Si ya era difícil escoger entre dos candidatos presidenciales, ahora la lista va por 25 (al día que escribí este artículo), y cada día salta uno nuevo. Será la tercera vez en mi vida que votaré; me siento como en un carnaval, donde todos gritan, gesticulan y me aturden.

Nadie decidirá por mí. El 6 de febrero del 2022 iré a votar temprano. Soy una joven consciente de sus deberes cívicos, de sus derechos y de que el voto es libre, secreto y soberano.

Pero en este variopinto tsunami de pretendientes, hará falta una buena memoria para recordar ahí —en el recinto— los nombres, banderas y caras de esa colección de nuevos y viejos políticos.

Falta menos de un mes para el 6 de octubre, momento en que el Tribunal Supremo de Elecciones, dará el banderazo de salida a esta “maratón”, que promete, no ser la mejor, pero sí la más numerosa de la historia nacional.

Aunque soy una mujer joven, profesional y decidida, debo confesar que esta vorágine electoral genera, en mí, preocupación y desconfianza.

El padrón electoral para el 2022 será de 3,5 millones de votantes.
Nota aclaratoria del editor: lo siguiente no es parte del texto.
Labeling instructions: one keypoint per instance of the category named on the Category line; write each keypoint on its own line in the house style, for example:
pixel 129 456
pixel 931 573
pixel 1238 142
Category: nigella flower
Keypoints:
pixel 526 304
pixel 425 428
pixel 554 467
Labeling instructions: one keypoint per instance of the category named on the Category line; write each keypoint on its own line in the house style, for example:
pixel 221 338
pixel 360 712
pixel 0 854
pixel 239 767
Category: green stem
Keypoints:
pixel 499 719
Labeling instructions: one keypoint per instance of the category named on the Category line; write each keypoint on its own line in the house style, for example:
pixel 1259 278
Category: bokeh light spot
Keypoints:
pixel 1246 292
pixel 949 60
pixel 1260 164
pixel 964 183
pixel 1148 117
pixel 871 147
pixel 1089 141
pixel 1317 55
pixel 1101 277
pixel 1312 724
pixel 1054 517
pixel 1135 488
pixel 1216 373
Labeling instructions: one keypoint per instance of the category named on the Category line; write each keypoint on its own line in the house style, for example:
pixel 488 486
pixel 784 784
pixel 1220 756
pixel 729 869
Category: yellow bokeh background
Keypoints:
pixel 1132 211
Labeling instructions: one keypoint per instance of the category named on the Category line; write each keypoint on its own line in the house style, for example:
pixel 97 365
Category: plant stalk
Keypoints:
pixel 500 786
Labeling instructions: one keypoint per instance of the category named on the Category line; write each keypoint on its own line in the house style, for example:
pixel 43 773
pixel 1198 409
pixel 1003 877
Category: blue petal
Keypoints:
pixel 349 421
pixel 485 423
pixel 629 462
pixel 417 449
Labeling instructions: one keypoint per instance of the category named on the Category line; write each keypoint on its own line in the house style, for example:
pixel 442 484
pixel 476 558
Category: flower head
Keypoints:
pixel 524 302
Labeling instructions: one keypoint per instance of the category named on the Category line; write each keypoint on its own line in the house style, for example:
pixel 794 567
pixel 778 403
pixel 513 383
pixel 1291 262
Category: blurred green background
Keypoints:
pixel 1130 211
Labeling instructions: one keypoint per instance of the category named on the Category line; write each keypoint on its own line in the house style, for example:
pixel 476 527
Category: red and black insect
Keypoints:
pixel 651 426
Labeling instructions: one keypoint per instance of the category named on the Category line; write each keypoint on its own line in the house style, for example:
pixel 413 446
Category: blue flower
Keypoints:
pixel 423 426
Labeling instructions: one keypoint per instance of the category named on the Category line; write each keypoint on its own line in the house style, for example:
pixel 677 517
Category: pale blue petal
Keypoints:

Entre aspirantes presidenciales y legislativos suman unas 75 agrupaciones políticas; digo esto porque la mayoría no son ni partidos formales; se parecen más a disonantes grupos de entusiastas.

Aunque los ciudadanos pagamos la campaña electoral, por la vía de la deuda política, es válido preguntarse de dónde saldrá el dinero previo, que financiará a estos candidatos, quienes solo tendrán derecho a reembolso de sus gastos si cumplen con las disposiciones establecidas por la ley.

Y sumemos: los voluntarios, los expertos en todo tipo de asesorías, los programas de gobierno, todo lo que se necesita en logística para el día de la elección, la prensa no dará abasto para entrevistarlos y oír sus ocurrencias.

A mí todo esto me tiene agobiada, por la seriedad de la decisión que debemos tomar, sobre todo los jóvenes, porque se trata de elegir quién conducirá los destinos del país en pleno siglo XXI.

Si queremos un cambio no podemos dejar las elecciones al azar; debemos prepararnos, estudiar, informarnos de quién podría tomar este país y arreglar el desastre heredado por los políticos de los últimos años.

Hay apatía, ya no creemos en nada ni en nadie, estamos cansados y hartos de lo mismo, pero tampoco podemos dejar que otros elijan por nosotros, porque si esto pasa, no podremos reclamar ni exigir a los gobernantes.

Todos queremos cambios, pero no nos gusta hacer nada, nos quejamos, hacemos memes y nos encomendamos a Dios; los ticos hablamos más de lo que hacemos.

Los añejos políticos morirán en pocos años, y quedaremos la gente joven, pagando la factura de sus despilfarros y las ventajas que ellos heredaron a los miembros de su clase política.

Tengo la esperanza de ver a mi país levantarse de las cenizas, estoy cansada, como joven, de ver todo lo que le han hecho a Costa Rica. Nos robaron la esperanza.